“LET there be a round of applause throughout the nation when Garda Adrian Donohoe’s killers are caught.”
Those were the words of former Minister for Foreign Affairs David Andrews when he visited Dundalk last week to open an exhibition, based on the Troubles, at the County Museum Dundalk.
Mr Andrews expressed his deepest sympathy to the family of Detective Garda Donohoe and said: “when these thugs, these killers are caught, their should be a standing ovation throughout Ireland.
Mr Andrews was a key member of the Irish Government’s delegation that took part in the peace talks that led to the signing of the Good Friday Agreement.
He said at the beginning of the talks an RUC superintendent took him aside and and with tears in his eyes said: “please make sure these talks do not fail.

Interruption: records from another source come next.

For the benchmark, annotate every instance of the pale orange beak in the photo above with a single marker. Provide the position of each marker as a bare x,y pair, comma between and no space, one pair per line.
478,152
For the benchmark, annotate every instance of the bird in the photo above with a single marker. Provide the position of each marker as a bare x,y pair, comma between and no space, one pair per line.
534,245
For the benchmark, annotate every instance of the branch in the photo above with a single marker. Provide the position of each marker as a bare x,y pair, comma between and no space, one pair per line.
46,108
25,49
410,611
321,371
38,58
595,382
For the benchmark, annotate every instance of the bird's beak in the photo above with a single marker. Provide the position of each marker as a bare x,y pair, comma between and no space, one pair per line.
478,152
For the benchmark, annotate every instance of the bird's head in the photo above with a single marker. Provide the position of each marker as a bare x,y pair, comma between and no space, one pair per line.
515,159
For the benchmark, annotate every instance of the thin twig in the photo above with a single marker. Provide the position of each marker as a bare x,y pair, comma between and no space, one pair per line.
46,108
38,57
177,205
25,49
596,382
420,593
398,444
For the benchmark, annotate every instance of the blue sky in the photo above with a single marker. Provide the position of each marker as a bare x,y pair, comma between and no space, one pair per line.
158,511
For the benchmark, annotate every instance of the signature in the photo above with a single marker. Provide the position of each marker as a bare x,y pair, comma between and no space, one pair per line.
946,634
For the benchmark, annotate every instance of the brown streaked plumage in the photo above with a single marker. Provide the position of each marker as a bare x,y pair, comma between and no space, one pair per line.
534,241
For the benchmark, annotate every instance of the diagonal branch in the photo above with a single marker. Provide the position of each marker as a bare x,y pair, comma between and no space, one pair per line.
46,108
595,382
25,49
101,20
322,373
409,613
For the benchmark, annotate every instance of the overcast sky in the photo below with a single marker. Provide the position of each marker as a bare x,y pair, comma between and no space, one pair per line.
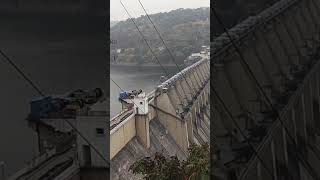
152,6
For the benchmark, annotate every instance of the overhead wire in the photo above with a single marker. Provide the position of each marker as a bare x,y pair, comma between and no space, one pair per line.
37,89
163,42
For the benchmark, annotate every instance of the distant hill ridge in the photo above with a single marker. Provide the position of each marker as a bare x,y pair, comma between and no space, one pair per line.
184,30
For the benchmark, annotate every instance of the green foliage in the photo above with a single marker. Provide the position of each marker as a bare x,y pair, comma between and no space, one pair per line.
167,168
184,31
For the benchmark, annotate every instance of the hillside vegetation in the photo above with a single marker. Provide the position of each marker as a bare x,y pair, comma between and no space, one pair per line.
184,31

He said the resulting Good Friday Agreement was just “a step and nothing more”.
“So much has to be done,” he said, “and you are doing that here today with a programme of social involvement by all communities.”
The exhibition is called Everyday Objects Transformed by the Conflict. It features objects that have come from people’s homes and from museums, objects that record the thirty-year conflict in the North.
Reverend Harold Good, who witnessed the destruction of IRA weapons, which was part of the Good Friday Agreement, also spoke at the opening of the exhibition.
He said we must not forget the impact of these years.
“This is a story we don’t want to repeat,” he said. “We need to know something of these years so that we never go back there”.
Former republican prisoner Laurence McKeown, of the Aftermath project, which is behind the exhibition, said the reason the
The Aftermath is a cross-border project about people who were affected by the Northern Troubles. When it was launched in Dundalk it included the screening of a 10-minute film featuring Bridie O’Rourke, a sister of Jack Rooney killed in the Dundalk bombing of 1975.